Many of you may remember Noah Horak’s opinion piece we published in 2014 titled: An open Letter to the Motorcycle Industry. As unassuming as the header was, his rant roused the rabble and stirred up a heated debate making it one of our most frequently read articles––ever. At the root of his letter was the assertion that the motorcycle industry had jumped the shark and was fixated on selling bikes which were too big, overly complicated, and wildly unnecessary.
Noah was advocating for smaller bikes and two years later, here they come.
Almost simultaneously with the release of Noah’s plea, we started to see smaller displacement motorcycles enter the marketplace, but not many of them fit into the adventure segment. Honda, Kawasaki, KTM, and recently BMW started selling sub 500cc bikes, most of them aimed at the urban rider hoping to cut their teeth in motorcycling. It makes sense. Travel the world and you will see the most ubiquitous two-wheeled machines are tiny things. In some countries, 500cc is actually––a gigantic bike.
The first small displacement motorcycle to hit our shores targeted to the adventure rider was the CSC 300cc RX3. Made in Asia, distributed through a mostly unknown scooter importer, and selling for under $4,000 fully loaded, it raised a lot of eyebrows.

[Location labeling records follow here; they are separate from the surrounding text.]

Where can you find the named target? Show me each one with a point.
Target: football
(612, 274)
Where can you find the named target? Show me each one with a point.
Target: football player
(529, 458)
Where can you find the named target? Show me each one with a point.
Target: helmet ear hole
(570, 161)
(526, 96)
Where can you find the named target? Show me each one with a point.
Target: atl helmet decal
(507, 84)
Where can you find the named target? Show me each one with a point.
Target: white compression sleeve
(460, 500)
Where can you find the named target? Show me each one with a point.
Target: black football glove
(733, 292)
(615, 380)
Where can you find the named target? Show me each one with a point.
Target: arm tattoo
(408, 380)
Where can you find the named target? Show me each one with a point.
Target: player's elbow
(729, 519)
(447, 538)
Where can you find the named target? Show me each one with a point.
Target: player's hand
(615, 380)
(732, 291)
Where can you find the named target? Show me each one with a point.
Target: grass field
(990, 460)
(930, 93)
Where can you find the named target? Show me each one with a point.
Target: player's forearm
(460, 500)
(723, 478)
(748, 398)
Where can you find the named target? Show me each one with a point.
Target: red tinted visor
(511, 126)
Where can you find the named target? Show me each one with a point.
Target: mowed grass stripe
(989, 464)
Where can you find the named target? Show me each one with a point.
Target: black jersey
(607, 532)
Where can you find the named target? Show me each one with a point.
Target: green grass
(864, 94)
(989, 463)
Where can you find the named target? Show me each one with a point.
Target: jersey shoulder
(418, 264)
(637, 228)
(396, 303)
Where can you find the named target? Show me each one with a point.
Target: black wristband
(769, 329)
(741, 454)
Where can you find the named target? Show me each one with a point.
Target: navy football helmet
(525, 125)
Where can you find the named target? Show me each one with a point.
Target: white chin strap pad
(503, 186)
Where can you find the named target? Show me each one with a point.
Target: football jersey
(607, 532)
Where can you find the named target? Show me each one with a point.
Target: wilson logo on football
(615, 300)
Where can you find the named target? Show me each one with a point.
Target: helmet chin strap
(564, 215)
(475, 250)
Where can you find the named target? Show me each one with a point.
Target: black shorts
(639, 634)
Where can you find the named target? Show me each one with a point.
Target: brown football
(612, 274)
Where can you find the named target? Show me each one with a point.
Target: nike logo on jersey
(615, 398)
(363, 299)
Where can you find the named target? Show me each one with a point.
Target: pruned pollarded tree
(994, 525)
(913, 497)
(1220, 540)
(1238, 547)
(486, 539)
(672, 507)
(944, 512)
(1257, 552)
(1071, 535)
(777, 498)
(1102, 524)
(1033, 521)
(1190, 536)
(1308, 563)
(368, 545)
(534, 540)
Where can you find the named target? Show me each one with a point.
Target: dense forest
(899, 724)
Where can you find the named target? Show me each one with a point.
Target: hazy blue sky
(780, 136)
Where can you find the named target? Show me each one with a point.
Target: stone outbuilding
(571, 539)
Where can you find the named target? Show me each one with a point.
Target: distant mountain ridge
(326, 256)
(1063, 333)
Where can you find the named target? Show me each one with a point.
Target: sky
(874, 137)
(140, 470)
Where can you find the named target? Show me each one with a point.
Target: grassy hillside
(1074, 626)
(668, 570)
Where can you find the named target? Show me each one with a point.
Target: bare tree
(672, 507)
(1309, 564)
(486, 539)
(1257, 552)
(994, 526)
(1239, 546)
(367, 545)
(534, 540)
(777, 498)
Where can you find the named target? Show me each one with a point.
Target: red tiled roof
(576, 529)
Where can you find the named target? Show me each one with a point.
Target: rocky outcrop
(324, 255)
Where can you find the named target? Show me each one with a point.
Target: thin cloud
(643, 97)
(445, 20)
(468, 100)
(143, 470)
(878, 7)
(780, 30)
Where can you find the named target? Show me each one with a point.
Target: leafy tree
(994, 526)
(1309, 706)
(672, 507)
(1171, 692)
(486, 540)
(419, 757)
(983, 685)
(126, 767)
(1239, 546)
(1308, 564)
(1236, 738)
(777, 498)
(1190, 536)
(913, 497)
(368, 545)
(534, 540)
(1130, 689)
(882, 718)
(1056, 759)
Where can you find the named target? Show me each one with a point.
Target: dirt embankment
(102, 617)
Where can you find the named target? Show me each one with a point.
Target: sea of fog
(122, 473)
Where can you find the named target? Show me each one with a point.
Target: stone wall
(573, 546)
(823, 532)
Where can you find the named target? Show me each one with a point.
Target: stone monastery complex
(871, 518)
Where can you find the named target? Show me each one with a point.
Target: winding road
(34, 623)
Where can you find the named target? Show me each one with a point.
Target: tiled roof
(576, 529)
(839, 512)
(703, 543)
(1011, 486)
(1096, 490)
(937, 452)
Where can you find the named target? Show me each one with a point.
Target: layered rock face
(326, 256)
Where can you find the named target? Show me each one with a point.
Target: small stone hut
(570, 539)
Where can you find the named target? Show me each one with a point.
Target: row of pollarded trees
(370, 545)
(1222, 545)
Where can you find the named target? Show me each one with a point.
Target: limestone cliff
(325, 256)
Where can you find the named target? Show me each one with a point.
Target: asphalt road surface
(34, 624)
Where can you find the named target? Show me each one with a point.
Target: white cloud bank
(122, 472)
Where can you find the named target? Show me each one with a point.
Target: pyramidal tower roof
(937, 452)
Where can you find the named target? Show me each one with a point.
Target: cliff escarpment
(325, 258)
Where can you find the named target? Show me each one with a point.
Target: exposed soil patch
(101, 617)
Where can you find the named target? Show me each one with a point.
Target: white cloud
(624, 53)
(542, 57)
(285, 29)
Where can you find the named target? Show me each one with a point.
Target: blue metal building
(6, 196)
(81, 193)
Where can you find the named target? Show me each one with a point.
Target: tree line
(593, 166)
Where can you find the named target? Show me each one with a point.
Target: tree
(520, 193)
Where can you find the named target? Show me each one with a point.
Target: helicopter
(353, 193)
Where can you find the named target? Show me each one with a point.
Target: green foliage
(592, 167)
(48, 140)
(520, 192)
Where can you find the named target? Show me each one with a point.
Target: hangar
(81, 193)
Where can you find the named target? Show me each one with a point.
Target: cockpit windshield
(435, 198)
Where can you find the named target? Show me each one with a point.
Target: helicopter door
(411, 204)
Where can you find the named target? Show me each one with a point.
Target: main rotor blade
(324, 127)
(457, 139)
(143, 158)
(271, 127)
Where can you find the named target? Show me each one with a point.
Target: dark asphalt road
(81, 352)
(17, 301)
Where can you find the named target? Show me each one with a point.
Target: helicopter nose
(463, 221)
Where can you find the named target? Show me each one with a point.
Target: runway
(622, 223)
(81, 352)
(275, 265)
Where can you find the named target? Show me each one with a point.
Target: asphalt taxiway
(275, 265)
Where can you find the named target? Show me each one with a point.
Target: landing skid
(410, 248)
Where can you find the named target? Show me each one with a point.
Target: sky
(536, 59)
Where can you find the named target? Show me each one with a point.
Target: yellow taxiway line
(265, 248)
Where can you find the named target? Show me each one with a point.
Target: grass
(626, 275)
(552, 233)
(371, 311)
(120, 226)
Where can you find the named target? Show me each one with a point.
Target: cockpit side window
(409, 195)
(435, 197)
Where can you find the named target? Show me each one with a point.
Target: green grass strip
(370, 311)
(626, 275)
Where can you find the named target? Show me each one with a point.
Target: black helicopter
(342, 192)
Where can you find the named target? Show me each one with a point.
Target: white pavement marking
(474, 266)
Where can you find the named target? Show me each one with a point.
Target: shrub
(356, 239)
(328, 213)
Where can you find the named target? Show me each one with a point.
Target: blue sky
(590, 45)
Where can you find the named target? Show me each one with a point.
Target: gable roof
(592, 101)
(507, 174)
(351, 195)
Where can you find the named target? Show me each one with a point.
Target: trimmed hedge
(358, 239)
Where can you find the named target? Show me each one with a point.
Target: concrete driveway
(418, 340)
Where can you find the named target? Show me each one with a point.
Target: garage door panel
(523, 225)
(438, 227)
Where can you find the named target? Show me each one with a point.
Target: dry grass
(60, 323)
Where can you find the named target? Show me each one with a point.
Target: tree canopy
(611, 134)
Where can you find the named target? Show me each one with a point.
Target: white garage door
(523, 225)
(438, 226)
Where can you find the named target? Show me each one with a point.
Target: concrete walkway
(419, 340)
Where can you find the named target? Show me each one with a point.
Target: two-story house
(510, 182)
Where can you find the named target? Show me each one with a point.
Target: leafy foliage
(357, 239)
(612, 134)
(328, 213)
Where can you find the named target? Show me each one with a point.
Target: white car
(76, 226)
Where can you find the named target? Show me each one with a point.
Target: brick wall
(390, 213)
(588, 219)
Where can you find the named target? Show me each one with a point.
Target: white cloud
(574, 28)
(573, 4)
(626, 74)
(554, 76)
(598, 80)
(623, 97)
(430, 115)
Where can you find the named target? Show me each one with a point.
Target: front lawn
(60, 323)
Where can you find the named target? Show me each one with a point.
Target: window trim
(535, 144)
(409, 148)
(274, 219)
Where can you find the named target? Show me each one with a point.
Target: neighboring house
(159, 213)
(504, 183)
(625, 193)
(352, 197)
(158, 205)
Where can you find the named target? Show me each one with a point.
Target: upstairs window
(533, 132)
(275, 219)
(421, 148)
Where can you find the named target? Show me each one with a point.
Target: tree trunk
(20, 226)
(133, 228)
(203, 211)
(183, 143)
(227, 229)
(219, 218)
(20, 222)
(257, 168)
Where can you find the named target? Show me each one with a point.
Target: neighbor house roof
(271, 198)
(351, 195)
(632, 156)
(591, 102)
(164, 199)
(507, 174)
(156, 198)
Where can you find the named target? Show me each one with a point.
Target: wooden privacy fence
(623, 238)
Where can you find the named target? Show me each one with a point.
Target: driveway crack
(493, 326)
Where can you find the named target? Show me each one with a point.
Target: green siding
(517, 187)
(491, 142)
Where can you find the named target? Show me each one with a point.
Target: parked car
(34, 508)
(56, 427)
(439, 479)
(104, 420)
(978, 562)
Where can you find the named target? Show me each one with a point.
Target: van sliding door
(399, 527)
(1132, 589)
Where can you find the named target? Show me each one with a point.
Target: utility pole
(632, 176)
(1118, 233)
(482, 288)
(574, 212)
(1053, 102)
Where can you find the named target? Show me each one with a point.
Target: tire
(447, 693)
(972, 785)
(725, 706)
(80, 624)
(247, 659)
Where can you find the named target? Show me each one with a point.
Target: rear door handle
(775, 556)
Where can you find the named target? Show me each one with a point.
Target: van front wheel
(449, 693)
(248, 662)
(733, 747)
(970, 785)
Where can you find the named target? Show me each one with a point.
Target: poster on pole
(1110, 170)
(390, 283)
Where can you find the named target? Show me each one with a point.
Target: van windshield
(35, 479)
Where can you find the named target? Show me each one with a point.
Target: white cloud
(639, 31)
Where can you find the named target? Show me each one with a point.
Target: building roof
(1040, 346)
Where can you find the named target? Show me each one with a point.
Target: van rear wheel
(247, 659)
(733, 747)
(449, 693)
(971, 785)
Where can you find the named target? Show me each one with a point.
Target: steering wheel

But, I don’t necessarily see scads of them running about. That doesn’t mean we won’t in the future.
On the heels of this year’s international motorcycle shows, several brands have released entries into the wee adventure bike category. The motorcycle to spark the most attention is the new Honda CRF250L Rally. And yes, you had me at Rally.
Built around Honda’s updated CRF250L, the adventure-prepped model comes with a new floating windscreen, larger tank offering solid wind protection, and a digitized gauge cluster with asymmetric LED headlights out front. It’s all very adventure themed, but it’s not just a cosmetic package. The engine has received a new ECU and is promised to produce more torque at the low end, and more power at the top. As befits a bike invoking rally mojo, it has a longer travel suspension with leggy ride height, switchable ABS in the rear, floating disc brakes, and a lightweight exhaust system. Best of all, it boasts of an approachable purchase price of under $6,000. This is going to be a popular bike, I can already tell. I see it chewing into KLR turf.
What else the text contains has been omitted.